Solve the differential equation \[ \frac{dy}{dx} + y \cot x = 2x + x^2 \cot x \quad \text{where} \quad x \neq 0. \] 

Hint:

When solving linear first-order differential equations, use the integrating factor method and simplify each step as you go.

Answer 1

Step 1: Rewrite the equation as a linear first-order differential equation: \[ \frac{dy}{dx} + p(x) y = q(x), \] where \( p(x) = \cot x \) and \( q(x) = 2x + x^2 \cot x \). 

Step 2: Use the integrating factor method to solve the equation. The integrating factor is given by: \[ \mu(x) = e^{\int p(x) dx} = e^{\int \cot x \, dx} = e^{\ln|\sin x|} = |\sin x|. \] 

Step 3: Multiply both sides of the differential equation by the integrating factor \( |\sin x| \): \[ |\sin x| \frac{dy}{dx} + |\sin x| y \cot x = (2x + x^2 \cot x) |\sin x|. \] 

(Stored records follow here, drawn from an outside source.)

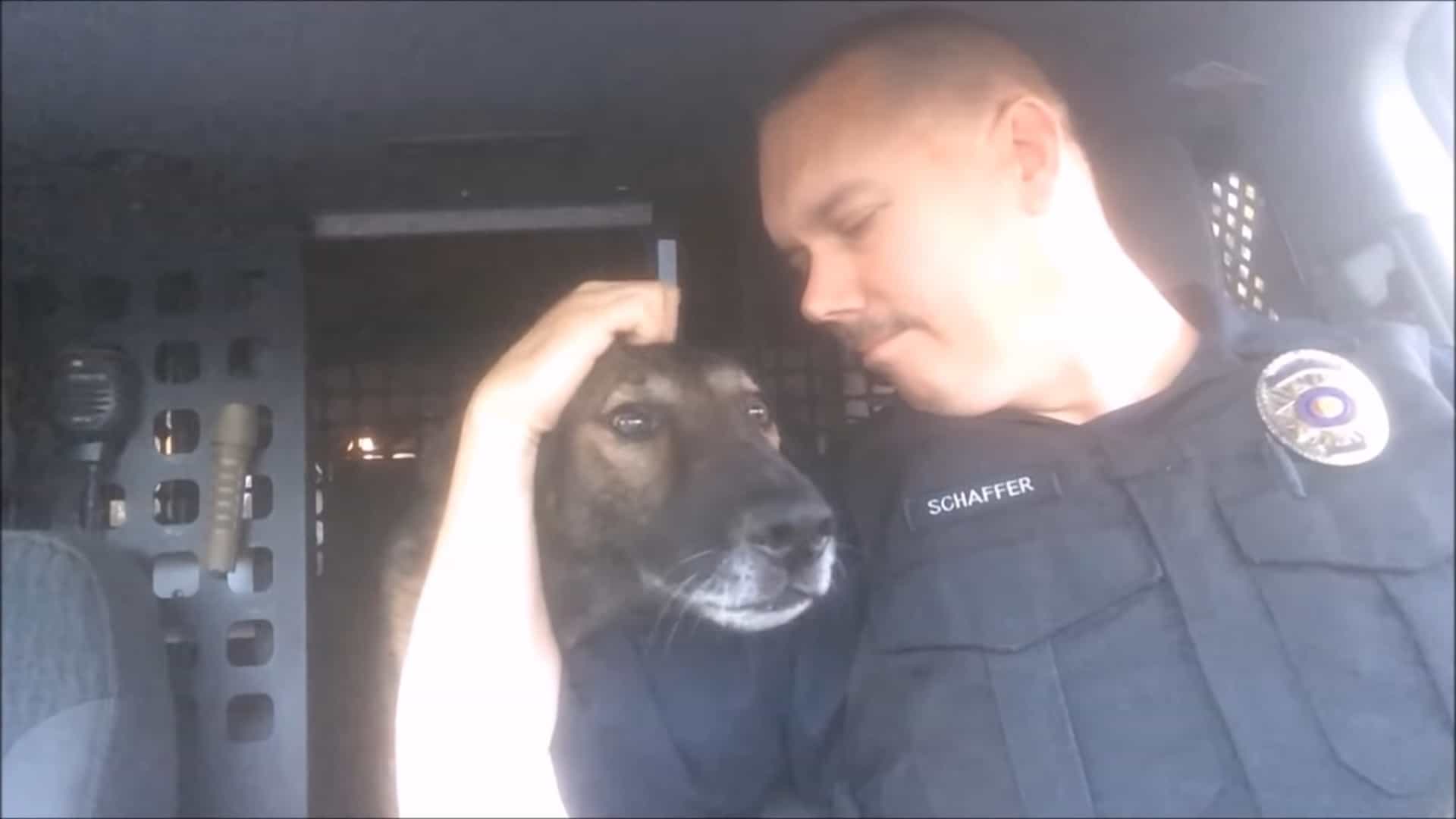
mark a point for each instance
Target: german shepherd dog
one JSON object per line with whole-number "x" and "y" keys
{"x": 661, "y": 490}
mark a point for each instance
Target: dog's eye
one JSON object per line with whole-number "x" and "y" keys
{"x": 759, "y": 411}
{"x": 634, "y": 423}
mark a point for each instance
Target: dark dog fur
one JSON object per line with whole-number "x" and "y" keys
{"x": 663, "y": 485}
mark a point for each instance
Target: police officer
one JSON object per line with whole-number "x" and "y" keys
{"x": 1123, "y": 551}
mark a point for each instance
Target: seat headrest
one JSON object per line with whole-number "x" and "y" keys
{"x": 1158, "y": 206}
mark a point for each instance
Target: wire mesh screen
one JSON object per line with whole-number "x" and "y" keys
{"x": 1235, "y": 223}
{"x": 403, "y": 328}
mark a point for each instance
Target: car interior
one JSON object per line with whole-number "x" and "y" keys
{"x": 297, "y": 234}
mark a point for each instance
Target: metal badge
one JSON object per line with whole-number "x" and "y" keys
{"x": 1324, "y": 409}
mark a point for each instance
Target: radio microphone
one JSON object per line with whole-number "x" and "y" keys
{"x": 234, "y": 444}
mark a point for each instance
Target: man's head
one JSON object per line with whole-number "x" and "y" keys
{"x": 924, "y": 175}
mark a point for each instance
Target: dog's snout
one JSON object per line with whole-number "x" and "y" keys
{"x": 792, "y": 528}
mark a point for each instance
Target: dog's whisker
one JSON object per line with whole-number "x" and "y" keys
{"x": 680, "y": 615}
{"x": 667, "y": 605}
{"x": 692, "y": 557}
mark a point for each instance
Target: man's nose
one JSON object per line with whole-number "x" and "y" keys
{"x": 830, "y": 290}
{"x": 791, "y": 531}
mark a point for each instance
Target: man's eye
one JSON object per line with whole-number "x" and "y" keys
{"x": 759, "y": 411}
{"x": 634, "y": 423}
{"x": 856, "y": 228}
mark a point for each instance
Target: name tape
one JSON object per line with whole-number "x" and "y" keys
{"x": 974, "y": 497}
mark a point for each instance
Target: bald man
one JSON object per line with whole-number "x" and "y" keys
{"x": 1119, "y": 551}
{"x": 1126, "y": 553}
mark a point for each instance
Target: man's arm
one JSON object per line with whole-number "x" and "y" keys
{"x": 1443, "y": 371}
{"x": 482, "y": 672}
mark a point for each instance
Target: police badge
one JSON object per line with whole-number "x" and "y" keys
{"x": 1324, "y": 409}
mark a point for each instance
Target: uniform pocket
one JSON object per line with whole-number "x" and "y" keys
{"x": 999, "y": 632}
{"x": 1009, "y": 592}
{"x": 1357, "y": 577}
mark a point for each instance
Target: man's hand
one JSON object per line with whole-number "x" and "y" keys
{"x": 532, "y": 384}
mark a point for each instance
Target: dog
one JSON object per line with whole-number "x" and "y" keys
{"x": 663, "y": 488}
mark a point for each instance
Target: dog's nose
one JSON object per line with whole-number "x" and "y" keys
{"x": 785, "y": 529}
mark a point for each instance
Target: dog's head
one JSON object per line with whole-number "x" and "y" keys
{"x": 664, "y": 484}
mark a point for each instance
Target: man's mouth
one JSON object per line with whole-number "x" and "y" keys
{"x": 874, "y": 350}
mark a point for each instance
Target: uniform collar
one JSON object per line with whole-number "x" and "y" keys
{"x": 1228, "y": 334}
{"x": 1245, "y": 334}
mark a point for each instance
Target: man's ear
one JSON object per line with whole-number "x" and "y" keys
{"x": 1036, "y": 150}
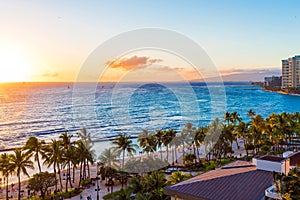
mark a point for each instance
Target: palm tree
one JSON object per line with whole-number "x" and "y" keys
{"x": 159, "y": 139}
{"x": 123, "y": 143}
{"x": 177, "y": 177}
{"x": 67, "y": 155}
{"x": 53, "y": 156}
{"x": 167, "y": 138}
{"x": 20, "y": 161}
{"x": 199, "y": 138}
{"x": 5, "y": 169}
{"x": 34, "y": 147}
{"x": 251, "y": 113}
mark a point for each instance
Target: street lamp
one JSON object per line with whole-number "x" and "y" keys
{"x": 97, "y": 180}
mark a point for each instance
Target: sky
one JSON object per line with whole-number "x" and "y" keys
{"x": 51, "y": 40}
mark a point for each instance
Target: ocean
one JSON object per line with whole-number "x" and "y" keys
{"x": 45, "y": 110}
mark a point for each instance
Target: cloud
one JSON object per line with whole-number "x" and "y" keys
{"x": 50, "y": 74}
{"x": 133, "y": 62}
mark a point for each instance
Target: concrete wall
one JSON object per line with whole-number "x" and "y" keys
{"x": 281, "y": 167}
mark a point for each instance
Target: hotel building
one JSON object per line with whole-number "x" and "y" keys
{"x": 291, "y": 72}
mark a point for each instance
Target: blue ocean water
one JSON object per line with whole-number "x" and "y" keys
{"x": 46, "y": 109}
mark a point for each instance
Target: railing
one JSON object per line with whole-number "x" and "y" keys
{"x": 269, "y": 192}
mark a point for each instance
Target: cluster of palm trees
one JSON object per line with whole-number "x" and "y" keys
{"x": 149, "y": 186}
{"x": 259, "y": 135}
{"x": 58, "y": 154}
{"x": 288, "y": 185}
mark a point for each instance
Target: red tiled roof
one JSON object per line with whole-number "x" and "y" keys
{"x": 293, "y": 154}
{"x": 245, "y": 183}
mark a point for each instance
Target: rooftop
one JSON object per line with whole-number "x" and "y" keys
{"x": 239, "y": 180}
{"x": 272, "y": 158}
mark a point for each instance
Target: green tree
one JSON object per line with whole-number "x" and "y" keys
{"x": 19, "y": 162}
{"x": 34, "y": 147}
{"x": 53, "y": 157}
{"x": 177, "y": 177}
{"x": 5, "y": 169}
{"x": 40, "y": 182}
{"x": 124, "y": 144}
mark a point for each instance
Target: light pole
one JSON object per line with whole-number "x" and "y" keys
{"x": 97, "y": 180}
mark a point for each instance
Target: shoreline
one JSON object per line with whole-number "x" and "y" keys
{"x": 281, "y": 92}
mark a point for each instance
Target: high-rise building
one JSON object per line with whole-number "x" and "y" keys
{"x": 291, "y": 72}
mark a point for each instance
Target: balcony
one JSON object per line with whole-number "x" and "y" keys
{"x": 269, "y": 192}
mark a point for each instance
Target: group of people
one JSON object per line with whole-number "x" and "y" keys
{"x": 88, "y": 197}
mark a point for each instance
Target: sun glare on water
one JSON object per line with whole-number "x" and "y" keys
{"x": 13, "y": 66}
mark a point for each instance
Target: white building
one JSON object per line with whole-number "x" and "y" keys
{"x": 291, "y": 72}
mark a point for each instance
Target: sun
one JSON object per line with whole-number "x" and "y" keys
{"x": 14, "y": 67}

Step 4: The left-hand side is now the derivative of \( y \sin x \), so we have: \[ \frac{d}{dx} \left( y \sin x \right) = 2x \sin x + x^2 \sin x \cot x. \] 

Step 5: Integrate both sides of the equation: \[ \int \frac{d}{dx} \left( y \sin x \right) \, dx = \int \left( 2x \sin x + x^2 \sin x \cot x \right) \, dx. \] The integration of the left-hand side is straightforward: \[ y \sin x = \int \left( 2x \sin x + x^2 \sin x \cot x \right) dx. \] 

Step 6: Solve the integrals on the right-hand side and simplify. After integrating, substitute back to find \( y(x) \).